To give an analogy to news reports, imagine three possible news stories: (a) An investigation was performed into something suspicious, nothing came of the investigation, and the failure was reported. (b) An investigation was performed into something suspicious, nothing came of the investigation, and no report was released. (c) An investigation was performed into something suspicious, nothing came of the investigation, but it was reported as if the investigation was successful. Option (c) is the worst! If a news organization is going to do option (c), they’d be better off not pretending to do reporting at all. It would be better for them to just run stories about fires and funny animals and other traditional local-news staples.
2. The erroneous published work had a wide audience. These papers and related work were published in top journals, they supported careers at leading research institutions, they were promoted by celebrities and featured in major media outlets.
3. There is no dispute that there was fraud in the data processing and analysis of these studies. The four published papers in question were not just a blight on science, they were an intentional blight on science. I don’t care so much about this—recall Clarke’s Law—but, sure, it’s part of the story.
4. There is some residual dispute about who was directly involved in the fraud. As Heathers puts it, there are various “unconvincing” but “technically possible” alternative explanations for how exactly the data were manipulated. In the words of the Harvard report, the research conduct was conducted “intentionally, knowingly, or recklessly.” I guess that, of those three, “reckless” is the most positive option.
In decreasing order of importance
Heathers also writes about a separate investigation by Duke University of another business-school professor involved in this research:
The dataset was massively and provably falsified. . . . There is not enough evidence to determine [who did it].
Ultimately, the who-did-it question is less important than the what-happened question and the how-did-this-stuff-get-promoted-on-NPR-etc. question. Here’s Heathers:
The question of “can the work be trusted?” is not a personnel matter. It is an “everyone in the scientific community” matter. It is an “are we ruining the legacy of the Enlightenment” matter. . . . But the real game is in the actual harms that come from putting out untrustworthy research. These start with the broken degrees or careers of junior collaborators whose efforts have been wasted. They continue through the expenditure of further thousands of hours, and millions of dollars, on pointless follow-up research. And then, sometimes, but more often than you’d hope, they kill people. . . .

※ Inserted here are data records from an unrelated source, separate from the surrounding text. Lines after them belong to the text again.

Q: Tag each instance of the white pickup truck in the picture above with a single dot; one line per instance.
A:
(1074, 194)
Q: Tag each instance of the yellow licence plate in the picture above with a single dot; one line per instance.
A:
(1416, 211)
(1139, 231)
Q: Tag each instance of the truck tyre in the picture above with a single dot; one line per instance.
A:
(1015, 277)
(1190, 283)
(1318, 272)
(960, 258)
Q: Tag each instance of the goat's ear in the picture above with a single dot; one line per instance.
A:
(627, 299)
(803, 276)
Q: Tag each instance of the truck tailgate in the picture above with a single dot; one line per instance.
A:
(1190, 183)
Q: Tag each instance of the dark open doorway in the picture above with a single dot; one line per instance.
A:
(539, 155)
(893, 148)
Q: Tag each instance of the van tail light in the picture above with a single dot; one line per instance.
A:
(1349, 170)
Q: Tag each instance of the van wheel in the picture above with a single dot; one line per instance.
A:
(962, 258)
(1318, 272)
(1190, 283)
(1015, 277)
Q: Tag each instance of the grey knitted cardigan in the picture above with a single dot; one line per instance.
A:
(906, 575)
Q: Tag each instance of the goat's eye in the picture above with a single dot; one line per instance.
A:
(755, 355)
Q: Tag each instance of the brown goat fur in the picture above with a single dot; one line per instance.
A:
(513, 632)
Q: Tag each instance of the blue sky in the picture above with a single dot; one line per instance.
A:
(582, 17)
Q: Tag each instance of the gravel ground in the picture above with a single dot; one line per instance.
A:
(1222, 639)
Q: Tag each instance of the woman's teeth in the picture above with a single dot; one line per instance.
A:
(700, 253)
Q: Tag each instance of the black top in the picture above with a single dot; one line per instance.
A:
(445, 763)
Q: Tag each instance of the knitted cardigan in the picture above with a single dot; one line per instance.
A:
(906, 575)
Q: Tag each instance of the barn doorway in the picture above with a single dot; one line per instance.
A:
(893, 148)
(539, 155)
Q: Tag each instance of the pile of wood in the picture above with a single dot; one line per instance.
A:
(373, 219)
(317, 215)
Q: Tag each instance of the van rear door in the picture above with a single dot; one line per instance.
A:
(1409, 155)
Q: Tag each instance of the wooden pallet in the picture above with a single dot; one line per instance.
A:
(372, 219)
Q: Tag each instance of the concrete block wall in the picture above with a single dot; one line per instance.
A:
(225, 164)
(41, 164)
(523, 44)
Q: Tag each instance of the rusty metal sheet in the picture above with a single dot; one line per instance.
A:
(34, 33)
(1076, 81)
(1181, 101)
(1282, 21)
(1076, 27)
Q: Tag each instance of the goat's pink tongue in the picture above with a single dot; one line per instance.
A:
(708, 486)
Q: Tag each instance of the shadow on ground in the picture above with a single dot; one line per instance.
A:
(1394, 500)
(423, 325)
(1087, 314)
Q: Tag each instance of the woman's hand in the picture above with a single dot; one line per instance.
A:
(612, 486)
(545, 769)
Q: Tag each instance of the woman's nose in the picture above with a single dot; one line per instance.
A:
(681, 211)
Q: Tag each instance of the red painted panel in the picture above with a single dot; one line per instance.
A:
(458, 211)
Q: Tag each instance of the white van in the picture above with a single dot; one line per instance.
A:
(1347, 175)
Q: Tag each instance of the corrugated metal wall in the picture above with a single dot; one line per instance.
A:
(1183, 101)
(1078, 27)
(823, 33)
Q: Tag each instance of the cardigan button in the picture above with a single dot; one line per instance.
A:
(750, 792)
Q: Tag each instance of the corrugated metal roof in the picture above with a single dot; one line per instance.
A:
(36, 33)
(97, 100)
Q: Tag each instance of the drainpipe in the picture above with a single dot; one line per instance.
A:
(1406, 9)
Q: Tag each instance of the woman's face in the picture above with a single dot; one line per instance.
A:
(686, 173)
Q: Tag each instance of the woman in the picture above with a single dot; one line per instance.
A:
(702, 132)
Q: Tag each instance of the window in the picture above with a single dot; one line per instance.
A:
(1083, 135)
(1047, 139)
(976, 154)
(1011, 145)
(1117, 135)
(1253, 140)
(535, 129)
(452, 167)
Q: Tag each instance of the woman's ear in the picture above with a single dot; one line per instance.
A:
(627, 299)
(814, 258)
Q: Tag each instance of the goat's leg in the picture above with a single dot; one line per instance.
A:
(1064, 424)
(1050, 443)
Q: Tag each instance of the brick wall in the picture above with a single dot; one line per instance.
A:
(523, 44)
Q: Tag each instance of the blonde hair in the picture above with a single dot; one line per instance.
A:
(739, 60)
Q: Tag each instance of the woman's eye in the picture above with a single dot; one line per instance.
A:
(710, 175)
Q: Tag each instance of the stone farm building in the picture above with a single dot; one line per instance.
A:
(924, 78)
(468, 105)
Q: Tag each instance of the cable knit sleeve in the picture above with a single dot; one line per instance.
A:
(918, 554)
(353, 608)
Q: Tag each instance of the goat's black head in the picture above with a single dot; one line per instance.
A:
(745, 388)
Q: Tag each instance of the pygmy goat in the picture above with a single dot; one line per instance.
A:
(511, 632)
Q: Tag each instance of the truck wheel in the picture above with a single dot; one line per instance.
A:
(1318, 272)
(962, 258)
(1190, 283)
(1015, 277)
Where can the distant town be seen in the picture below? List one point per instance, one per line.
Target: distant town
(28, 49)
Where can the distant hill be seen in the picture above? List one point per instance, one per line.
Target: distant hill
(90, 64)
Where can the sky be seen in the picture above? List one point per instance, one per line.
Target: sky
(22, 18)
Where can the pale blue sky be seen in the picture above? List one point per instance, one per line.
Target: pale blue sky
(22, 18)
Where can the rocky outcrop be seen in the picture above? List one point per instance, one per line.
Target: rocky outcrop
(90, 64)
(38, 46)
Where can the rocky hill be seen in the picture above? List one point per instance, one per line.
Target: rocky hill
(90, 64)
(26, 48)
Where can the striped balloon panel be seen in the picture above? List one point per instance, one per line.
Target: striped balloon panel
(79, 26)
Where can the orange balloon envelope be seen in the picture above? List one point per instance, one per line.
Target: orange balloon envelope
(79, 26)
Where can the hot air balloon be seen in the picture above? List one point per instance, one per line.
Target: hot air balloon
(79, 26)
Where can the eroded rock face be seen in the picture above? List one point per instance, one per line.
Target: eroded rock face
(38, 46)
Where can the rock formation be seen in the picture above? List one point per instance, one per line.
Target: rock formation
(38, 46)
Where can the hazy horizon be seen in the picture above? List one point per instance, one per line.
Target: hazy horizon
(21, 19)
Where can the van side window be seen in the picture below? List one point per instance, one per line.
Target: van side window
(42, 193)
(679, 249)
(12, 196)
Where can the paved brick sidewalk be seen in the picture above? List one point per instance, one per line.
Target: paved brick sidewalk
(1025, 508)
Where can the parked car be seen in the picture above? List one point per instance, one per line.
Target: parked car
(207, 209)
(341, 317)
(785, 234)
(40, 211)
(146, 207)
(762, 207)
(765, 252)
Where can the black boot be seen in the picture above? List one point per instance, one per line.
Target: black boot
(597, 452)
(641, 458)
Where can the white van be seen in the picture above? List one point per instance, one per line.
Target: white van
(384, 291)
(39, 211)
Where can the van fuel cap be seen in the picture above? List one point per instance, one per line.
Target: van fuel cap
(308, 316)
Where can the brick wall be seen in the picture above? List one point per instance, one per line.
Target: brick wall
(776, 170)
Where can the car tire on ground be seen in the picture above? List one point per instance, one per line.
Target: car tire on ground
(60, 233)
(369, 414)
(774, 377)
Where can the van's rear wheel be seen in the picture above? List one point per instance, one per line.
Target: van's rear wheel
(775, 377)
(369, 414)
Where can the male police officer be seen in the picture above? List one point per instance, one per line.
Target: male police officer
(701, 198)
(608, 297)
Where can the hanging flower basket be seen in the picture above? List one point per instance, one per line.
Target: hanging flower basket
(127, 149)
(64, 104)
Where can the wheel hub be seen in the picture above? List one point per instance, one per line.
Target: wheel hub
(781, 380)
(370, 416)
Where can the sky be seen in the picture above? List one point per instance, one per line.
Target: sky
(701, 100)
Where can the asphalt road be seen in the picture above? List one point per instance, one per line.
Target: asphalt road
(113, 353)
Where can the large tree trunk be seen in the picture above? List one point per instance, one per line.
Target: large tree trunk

As I said before, it’s rational for an institution to want to know [who was responsible for the research misconduct] . . . And, yes, I think it’s justified to keep this bit private if you want, because it IS a personnel matter.
But the work itself is an everyone-else-as-well matter. And sewing the two together just lets you hide the mechanics behind the HR, keep it all from public view, and avoid scrutiny.
As usual. For shame.
Here’s my restatement:
In decreasing order of importance:
(1) The error, (2) How the error persisted, (3) The research misconduct, (4) Who did it.
Unfortunately, as Heathers says, the emphasis is often in the reverse order.